Так, не в последнюю очередь именно воспитание речевой культуры, осознание требований риторики как некоторых общенормативных начал сделало Грецию тем, чем впоследствии она стала для всей Европы. Еще большую роль воспитание жесткой дисциплины слова, помноженной к тому же на чеканную стройность и строгость древней латыни, сыграло в становлении великого Рима.

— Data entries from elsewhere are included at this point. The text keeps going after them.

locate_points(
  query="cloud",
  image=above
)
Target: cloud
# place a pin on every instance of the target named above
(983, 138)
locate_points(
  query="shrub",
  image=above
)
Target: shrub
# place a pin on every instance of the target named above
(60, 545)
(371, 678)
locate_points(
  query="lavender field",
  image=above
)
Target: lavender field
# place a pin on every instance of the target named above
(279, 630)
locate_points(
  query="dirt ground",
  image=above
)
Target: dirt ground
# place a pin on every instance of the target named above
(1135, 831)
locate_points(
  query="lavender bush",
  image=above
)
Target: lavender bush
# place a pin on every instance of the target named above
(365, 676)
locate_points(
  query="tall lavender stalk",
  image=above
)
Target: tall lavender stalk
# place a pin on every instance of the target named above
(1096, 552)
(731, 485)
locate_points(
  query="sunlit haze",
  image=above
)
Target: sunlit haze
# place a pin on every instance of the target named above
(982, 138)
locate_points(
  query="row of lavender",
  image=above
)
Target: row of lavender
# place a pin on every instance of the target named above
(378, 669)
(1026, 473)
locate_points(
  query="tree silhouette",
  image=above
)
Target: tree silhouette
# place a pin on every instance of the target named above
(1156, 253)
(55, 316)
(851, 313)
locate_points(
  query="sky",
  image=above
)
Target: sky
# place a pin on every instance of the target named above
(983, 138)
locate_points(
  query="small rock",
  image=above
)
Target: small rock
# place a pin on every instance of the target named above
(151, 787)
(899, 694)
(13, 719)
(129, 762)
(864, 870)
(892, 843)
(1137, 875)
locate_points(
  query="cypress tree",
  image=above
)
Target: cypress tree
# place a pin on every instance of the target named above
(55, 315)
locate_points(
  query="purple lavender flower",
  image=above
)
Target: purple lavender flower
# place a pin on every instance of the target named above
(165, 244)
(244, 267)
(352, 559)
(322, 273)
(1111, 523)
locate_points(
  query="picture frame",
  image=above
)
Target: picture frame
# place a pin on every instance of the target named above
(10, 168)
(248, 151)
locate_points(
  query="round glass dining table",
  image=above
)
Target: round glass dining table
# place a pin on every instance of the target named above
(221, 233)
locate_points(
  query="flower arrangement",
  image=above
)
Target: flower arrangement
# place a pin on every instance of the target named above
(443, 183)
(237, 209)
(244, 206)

Нет, не один только меч Александра спаял военное единство греческих городов в их порыве исторического отмщения персам. Куда как более развитые народы сплотили вокруг дикой Македонии вот уже десятилетия носившиеся в воздухе эллинской культуры фигуры идеологической риторики. Идея восточного похода давно уже стала идефиксом, и обратившемуся к ней как к практической цели уже было несложно подчинить себе строптивые греческие города. Нет, не одни только военные победы, но и общее организационное превосходство Рима над окрестными народами не в последнюю очередь обеспечивалось высокой степенью организации древней латыни и развитой дисциплиной слова, веками культивировавшейся его народом.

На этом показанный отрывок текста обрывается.